Hippocampus and short term memory

What area of the cerebral cortex is used for short term memory? What is the brain mechanism for short-term memory? What should one do to improve short term memory?


How does the hippocampus affect your memory? Working memory maintenance may be part of the long term memory maintenance process by the hippocampus. Mammals and birds enjoy long periods of dreamless slow-wave sleep (SW), followed by short periods of rapid-eye-movement dreaming sleep (REM).

Nonetheless, the hippocampus may be specialized for allocentric topographical processing which impacts on short-term memory or even perception. These are primarily handled by the cortex and the cerebellum. We know that the hippocampus is involved in transferring immediate or short-term memories into long-term memories , but its specific contribution to the representation of very well-learned. These stages need not occur successively, but are, as studies indicate, broadly divided in the neuronal mechanisms they require or even in the hippocampal areas they activate. The organ also plays an important role in spatial navigation.


Because the hippocampus plays such an important role in the formation of new memories, damage to this part of the brain can have a serious long- term impact on certain types of memory. Damage to the hippocampus has been observed upon post-mortem analysis of the brains of individuals with amnesia. Hippocampal atrophy plays no role in short - term memory binding.

The globus pallidus could be part of the brain network supporting binding. Total brain atrophy does not correlate with striatal grey matter atrophy in MCI. Striatal grey matter atrophy reflects in total brain atrophy in controls.


Information regarding an event is not instantaneously stored in long- term memory. Instea sensory details from the event are slowly assimilated into long- term storage over time through the process of consolidation. Declarative memories are encoded by the hippocampus , entorhinal cortex and perirhinal cortex (all within the medial temporal lobe of the brain), but are consolidated and stored in the temporal cortex and elsewhere. There are three areas of the brain involved in explicit memory : the hippocampus , the neo-cortex and the amygdala. A loss of short term memory indicates damage to the hippocampus.
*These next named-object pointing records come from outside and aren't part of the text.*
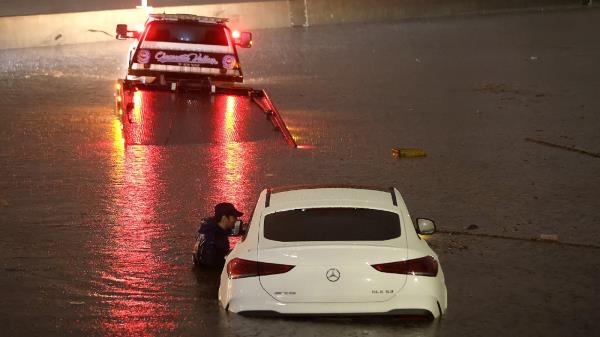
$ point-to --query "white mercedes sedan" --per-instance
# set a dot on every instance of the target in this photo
(333, 250)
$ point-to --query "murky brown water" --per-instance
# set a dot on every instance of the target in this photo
(97, 235)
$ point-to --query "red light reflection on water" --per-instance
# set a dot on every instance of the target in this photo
(133, 283)
(230, 156)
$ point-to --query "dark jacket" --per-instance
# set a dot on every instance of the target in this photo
(216, 244)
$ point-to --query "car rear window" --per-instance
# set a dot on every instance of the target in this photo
(332, 224)
(183, 32)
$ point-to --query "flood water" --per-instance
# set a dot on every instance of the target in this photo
(97, 231)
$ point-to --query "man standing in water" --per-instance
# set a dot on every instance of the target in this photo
(212, 244)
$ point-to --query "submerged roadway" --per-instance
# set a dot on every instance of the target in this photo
(96, 235)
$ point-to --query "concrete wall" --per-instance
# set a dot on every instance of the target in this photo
(69, 28)
(319, 12)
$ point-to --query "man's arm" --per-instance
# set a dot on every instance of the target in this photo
(208, 253)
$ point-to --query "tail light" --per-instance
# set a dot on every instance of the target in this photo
(240, 268)
(424, 266)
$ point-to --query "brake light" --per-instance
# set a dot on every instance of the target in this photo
(424, 266)
(240, 268)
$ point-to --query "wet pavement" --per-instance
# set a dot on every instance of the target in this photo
(97, 235)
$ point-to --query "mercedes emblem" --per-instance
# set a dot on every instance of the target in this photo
(332, 275)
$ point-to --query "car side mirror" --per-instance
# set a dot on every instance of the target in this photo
(245, 40)
(425, 226)
(123, 33)
(237, 229)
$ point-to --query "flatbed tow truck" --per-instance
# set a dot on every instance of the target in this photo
(181, 58)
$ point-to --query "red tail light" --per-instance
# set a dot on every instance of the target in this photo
(240, 268)
(424, 266)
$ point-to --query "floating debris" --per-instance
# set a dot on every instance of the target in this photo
(549, 237)
(408, 153)
(568, 148)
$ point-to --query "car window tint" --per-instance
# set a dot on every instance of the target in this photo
(332, 224)
(182, 32)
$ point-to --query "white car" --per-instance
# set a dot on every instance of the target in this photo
(326, 250)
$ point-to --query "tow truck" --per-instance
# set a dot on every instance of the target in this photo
(184, 54)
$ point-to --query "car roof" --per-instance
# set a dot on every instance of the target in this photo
(186, 17)
(331, 195)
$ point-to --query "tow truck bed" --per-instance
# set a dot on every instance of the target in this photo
(151, 115)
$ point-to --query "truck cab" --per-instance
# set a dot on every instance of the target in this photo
(176, 48)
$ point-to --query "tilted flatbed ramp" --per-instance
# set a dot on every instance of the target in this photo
(162, 117)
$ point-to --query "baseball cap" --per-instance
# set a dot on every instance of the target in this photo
(226, 208)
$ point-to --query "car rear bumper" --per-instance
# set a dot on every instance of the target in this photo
(420, 296)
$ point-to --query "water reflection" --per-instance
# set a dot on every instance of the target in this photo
(133, 280)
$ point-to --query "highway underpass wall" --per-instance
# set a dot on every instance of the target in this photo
(93, 26)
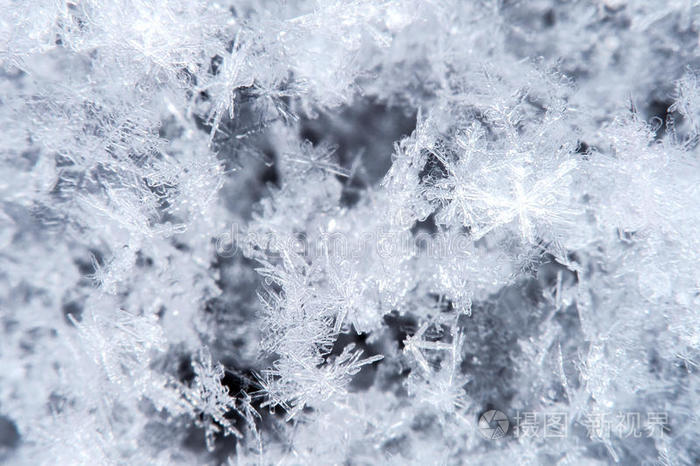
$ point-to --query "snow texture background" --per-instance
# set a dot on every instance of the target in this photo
(338, 232)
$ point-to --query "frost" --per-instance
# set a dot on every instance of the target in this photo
(337, 232)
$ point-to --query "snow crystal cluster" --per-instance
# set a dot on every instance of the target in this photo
(349, 232)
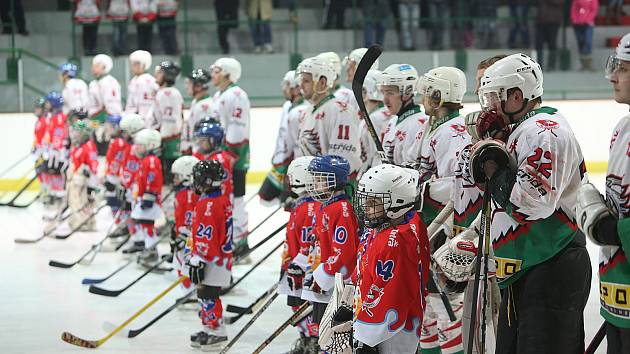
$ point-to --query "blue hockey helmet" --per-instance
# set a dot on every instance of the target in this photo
(327, 174)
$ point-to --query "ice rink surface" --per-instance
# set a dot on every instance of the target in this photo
(39, 302)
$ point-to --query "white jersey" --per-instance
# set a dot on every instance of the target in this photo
(402, 136)
(104, 96)
(75, 95)
(140, 96)
(332, 128)
(167, 112)
(198, 111)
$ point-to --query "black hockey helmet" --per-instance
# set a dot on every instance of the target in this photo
(208, 176)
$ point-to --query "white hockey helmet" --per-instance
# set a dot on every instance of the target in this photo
(514, 71)
(143, 57)
(622, 52)
(318, 67)
(403, 76)
(104, 60)
(356, 56)
(290, 80)
(183, 168)
(297, 173)
(131, 123)
(445, 83)
(148, 139)
(229, 67)
(393, 188)
(334, 60)
(370, 85)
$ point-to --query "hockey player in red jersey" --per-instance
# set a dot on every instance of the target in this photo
(334, 233)
(393, 262)
(147, 189)
(211, 261)
(296, 246)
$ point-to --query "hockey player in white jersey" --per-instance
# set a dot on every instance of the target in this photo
(104, 98)
(231, 106)
(197, 84)
(286, 142)
(607, 223)
(167, 115)
(404, 132)
(75, 90)
(533, 179)
(331, 126)
(142, 87)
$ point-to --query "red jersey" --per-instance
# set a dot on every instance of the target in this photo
(185, 201)
(392, 271)
(57, 132)
(336, 241)
(149, 177)
(212, 230)
(116, 156)
(227, 160)
(84, 155)
(299, 228)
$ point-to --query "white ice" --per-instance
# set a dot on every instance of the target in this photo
(39, 302)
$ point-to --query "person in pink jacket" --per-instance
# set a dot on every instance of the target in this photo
(583, 13)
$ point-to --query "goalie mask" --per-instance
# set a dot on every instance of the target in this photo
(386, 192)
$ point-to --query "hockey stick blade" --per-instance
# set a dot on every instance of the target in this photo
(87, 281)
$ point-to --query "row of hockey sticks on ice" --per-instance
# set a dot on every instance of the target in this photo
(74, 340)
(234, 284)
(364, 66)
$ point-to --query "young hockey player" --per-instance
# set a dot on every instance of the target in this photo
(75, 90)
(607, 223)
(230, 105)
(330, 127)
(104, 97)
(185, 201)
(273, 185)
(533, 229)
(211, 261)
(403, 134)
(167, 114)
(200, 107)
(334, 233)
(393, 262)
(296, 247)
(142, 87)
(148, 188)
(82, 179)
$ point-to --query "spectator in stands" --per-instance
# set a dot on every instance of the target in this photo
(227, 17)
(334, 10)
(409, 12)
(8, 17)
(144, 14)
(583, 13)
(167, 27)
(118, 13)
(519, 11)
(548, 21)
(259, 13)
(88, 15)
(375, 13)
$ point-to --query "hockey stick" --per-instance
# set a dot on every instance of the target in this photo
(231, 286)
(74, 340)
(135, 332)
(249, 324)
(87, 281)
(597, 340)
(290, 321)
(113, 293)
(484, 233)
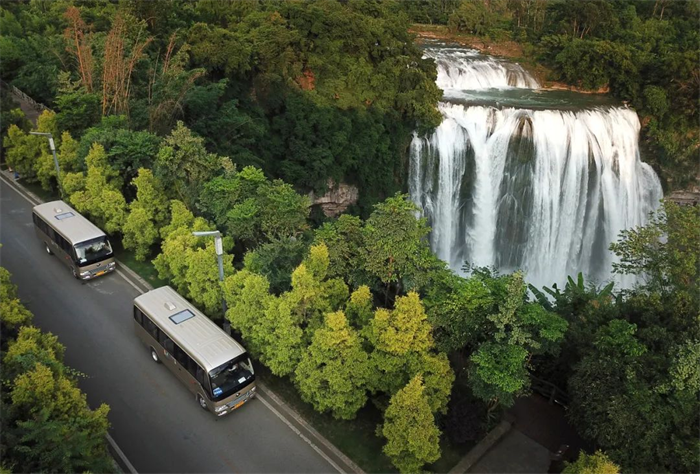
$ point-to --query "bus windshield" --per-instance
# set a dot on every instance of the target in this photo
(92, 251)
(231, 376)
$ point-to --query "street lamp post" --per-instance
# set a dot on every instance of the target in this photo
(52, 145)
(219, 247)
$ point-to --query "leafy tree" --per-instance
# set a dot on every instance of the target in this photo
(277, 260)
(56, 428)
(280, 336)
(127, 150)
(333, 372)
(183, 164)
(345, 241)
(402, 346)
(640, 405)
(29, 155)
(253, 209)
(68, 154)
(409, 427)
(666, 251)
(516, 332)
(189, 262)
(359, 307)
(247, 297)
(457, 309)
(47, 425)
(394, 243)
(465, 418)
(312, 294)
(499, 373)
(597, 463)
(100, 197)
(147, 215)
(79, 108)
(13, 314)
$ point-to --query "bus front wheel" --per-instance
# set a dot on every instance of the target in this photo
(202, 402)
(154, 356)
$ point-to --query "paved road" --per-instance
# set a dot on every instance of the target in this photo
(155, 420)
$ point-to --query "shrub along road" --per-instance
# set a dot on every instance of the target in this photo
(154, 418)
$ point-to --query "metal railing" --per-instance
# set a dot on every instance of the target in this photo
(550, 391)
(22, 96)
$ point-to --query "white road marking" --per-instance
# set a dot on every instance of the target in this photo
(31, 201)
(128, 280)
(300, 434)
(121, 455)
(264, 402)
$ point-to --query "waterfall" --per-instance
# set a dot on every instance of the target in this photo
(464, 69)
(545, 191)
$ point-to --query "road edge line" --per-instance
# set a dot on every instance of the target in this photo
(120, 456)
(300, 434)
(319, 437)
(113, 447)
(129, 276)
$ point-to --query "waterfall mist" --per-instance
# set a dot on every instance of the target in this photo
(545, 191)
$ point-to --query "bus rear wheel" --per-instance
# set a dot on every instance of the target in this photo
(202, 402)
(154, 356)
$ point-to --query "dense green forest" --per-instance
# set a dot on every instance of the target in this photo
(45, 422)
(305, 90)
(174, 116)
(647, 52)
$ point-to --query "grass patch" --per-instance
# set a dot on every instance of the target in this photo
(355, 438)
(145, 269)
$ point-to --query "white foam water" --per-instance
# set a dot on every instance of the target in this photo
(545, 191)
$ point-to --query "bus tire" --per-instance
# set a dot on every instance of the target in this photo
(202, 402)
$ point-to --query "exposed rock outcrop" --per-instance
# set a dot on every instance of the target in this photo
(338, 198)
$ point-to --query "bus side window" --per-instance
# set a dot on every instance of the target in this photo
(201, 377)
(168, 344)
(181, 356)
(151, 328)
(138, 315)
(192, 367)
(163, 339)
(68, 248)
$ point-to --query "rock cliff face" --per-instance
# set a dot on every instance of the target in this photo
(338, 198)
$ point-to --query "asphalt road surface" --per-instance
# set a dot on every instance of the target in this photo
(155, 420)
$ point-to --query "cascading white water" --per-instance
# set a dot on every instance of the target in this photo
(464, 69)
(544, 191)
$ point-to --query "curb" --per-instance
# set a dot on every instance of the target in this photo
(478, 451)
(117, 453)
(318, 436)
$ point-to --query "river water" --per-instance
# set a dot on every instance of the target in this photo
(516, 177)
Loss of facial memory indicates damage to the inferiotemporal cortex. Conversely, if a neurologist identifies the location of stroke in a patient he or she can predict, to some extent, what memory problems a patient or caregiver should be prepared for. Is it therefore possible to stimulate the hippocampus so that facts learned for the short - term can go (faster) into long- term memory ? The hippocampus converts short - term memory into long- term memory. If you didn’t have it, you couldn’t live in the present: you’d be stuck in the past of old memories. It has many important functions.


However, the single most important one is a memory. More precisely, it transfers the data from the short-term into long-term memory. As a result, damage to the hippocampus often in memory loss, inability to form new memories, and Alzheimer’s disease.
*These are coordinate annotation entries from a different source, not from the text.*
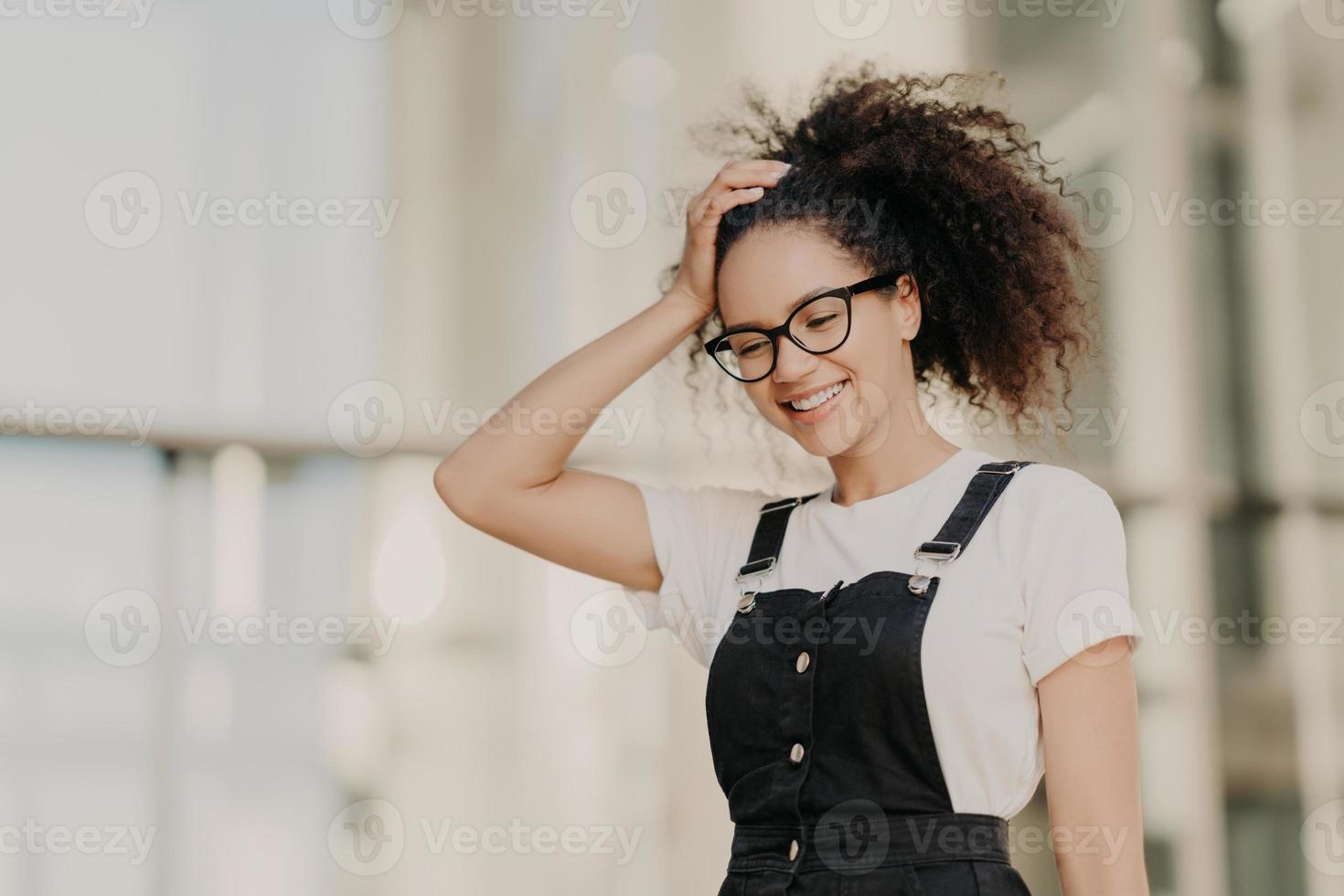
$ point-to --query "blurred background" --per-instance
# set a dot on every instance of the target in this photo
(266, 262)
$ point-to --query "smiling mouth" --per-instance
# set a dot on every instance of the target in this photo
(818, 400)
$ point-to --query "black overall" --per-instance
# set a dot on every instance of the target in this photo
(821, 739)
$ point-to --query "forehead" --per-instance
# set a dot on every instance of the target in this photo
(768, 269)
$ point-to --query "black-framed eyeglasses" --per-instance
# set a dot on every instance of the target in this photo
(818, 325)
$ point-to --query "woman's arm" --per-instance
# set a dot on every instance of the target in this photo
(509, 481)
(1089, 710)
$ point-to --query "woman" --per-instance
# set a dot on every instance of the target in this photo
(897, 660)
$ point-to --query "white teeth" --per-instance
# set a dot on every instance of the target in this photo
(814, 400)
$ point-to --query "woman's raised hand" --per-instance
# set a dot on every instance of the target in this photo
(735, 185)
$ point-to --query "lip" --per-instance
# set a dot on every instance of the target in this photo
(821, 411)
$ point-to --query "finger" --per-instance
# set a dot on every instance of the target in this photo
(703, 222)
(763, 174)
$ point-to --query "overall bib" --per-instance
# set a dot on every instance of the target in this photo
(821, 739)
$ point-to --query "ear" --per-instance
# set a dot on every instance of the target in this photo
(909, 311)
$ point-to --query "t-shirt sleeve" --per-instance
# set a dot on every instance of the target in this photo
(700, 538)
(1075, 584)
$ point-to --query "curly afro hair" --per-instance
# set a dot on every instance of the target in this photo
(920, 175)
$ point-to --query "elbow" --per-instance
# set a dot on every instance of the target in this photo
(453, 488)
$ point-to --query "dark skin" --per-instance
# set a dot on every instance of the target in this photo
(515, 486)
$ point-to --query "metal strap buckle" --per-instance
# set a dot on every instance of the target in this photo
(938, 555)
(752, 574)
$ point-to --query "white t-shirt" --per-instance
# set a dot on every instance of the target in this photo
(1041, 579)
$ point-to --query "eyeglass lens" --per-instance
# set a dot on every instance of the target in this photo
(820, 325)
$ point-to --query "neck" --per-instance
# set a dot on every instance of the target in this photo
(902, 455)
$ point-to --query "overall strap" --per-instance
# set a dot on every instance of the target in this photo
(769, 536)
(981, 492)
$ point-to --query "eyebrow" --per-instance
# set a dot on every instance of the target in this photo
(791, 309)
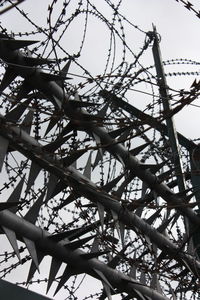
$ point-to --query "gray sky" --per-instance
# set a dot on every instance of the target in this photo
(178, 27)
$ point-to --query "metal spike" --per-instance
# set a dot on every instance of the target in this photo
(6, 205)
(52, 77)
(34, 171)
(15, 114)
(65, 69)
(95, 245)
(107, 290)
(51, 147)
(101, 214)
(144, 189)
(3, 150)
(110, 185)
(139, 149)
(79, 243)
(55, 266)
(69, 271)
(33, 213)
(37, 61)
(115, 133)
(72, 157)
(102, 113)
(66, 234)
(15, 196)
(173, 294)
(103, 278)
(153, 217)
(79, 104)
(8, 77)
(124, 184)
(98, 158)
(12, 239)
(32, 250)
(88, 167)
(94, 254)
(122, 232)
(53, 121)
(117, 258)
(143, 278)
(155, 283)
(16, 44)
(165, 224)
(61, 185)
(33, 267)
(27, 122)
(114, 215)
(73, 196)
(100, 152)
(24, 90)
(133, 272)
(53, 180)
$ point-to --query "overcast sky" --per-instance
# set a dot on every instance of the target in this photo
(178, 27)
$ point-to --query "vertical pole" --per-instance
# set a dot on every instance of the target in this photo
(172, 134)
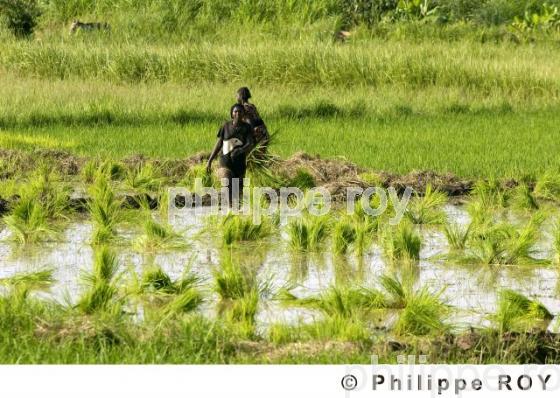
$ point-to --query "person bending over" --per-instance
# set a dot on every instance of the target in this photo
(252, 117)
(235, 141)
Acquisition and recall happen while we are awake. Consolidation happens during waking and sleep. Chunking increases the capacity of short - term memory by recoding information into more meaningful units.


When large amounts of information are given, short - term memory usually remembers the first set of unrehearsed information (primacy) or the last set of unrehearsed information (recency), but few things from the middle. Short - term memory primarily takes place in the frontal lobe of the cerebral cortet. Then the information makes a stopover in the hippocampus.